Бабкин Данила, тридцати лет от роду, русский, росту один метр семьдесят шесть сантиметров. Осуждён за участие в боевой дружине, отбыл, запрещено проживание в столицах и университетских городах. Бывал за границей, в Лондоне, на втором съезде их партии. Пишет статьи, живёт с гонораров. В очках ни разу не замечен. Оба носят тужурки путейских инженеров.
- Значит, первым делом обоих завтра с утра в сыскное, поглядим на молодцев. Продолжайте, поручик.
- Собрание решило бастовать. Выбрали пятерых в стачечный комитет, позвали туда же Бабкина, скинулись кто сколько мог для осиротевших, составили список требований к начальству на станции и к хозяину артели. Большевик пообещал напечатать его в "Уездной Правде". В чистый четверг город, засыпанный этими гнусными листками, гудел , как весенняя пасека. Стачку поддержали: сапожники, швейная фабрика, гужзавод, фабрика лаков и красок, ломовые извозчики и так далее. Не поддержали разве что местные этуали да актёры (ну да чего с них взять). Сведения покатились в губернию, оттуда в Гатчину.
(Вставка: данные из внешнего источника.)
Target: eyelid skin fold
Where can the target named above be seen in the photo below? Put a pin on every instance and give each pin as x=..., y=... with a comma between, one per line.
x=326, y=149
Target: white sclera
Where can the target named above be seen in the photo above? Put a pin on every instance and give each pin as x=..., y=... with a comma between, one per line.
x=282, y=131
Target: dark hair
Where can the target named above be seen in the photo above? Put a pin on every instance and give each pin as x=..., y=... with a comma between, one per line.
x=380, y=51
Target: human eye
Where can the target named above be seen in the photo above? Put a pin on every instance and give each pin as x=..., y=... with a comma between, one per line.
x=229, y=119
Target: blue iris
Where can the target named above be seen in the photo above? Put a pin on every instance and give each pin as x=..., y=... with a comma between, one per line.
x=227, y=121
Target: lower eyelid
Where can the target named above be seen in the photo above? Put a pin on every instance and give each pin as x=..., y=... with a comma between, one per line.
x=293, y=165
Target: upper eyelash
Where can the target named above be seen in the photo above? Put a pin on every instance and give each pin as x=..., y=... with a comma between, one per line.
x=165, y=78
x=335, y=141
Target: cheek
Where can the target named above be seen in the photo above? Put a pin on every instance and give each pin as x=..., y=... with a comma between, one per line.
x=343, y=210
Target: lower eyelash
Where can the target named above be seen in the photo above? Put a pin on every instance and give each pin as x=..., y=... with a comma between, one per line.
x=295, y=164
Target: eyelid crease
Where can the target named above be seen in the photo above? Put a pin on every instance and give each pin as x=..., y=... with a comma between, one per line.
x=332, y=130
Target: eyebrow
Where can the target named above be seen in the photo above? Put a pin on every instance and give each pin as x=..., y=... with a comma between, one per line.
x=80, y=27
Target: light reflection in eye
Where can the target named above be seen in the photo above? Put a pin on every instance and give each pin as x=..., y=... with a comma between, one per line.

И вот, именным Его Величества Указом, недавно назначенный за арест боевой группы эсеров генерал Пётр Александрович Хрыпов, направлен был сюда с неограниченными полномочиями. Мне было поручено разобраться в причине разрушения моста. Оказалось, что вместо дубовых быков, для разрезания вешнего льда, были построены обычные просмолённые еловые опоры. Экономия, составившая пятьсот семьдесят три тысячи рублей, поделена была между хозяином артели Андреем Яковлевичем Кричевским и начальником Т-ской железнодорожной станции Поликарпом Сереньким, о чём генералу было немедленно доложено.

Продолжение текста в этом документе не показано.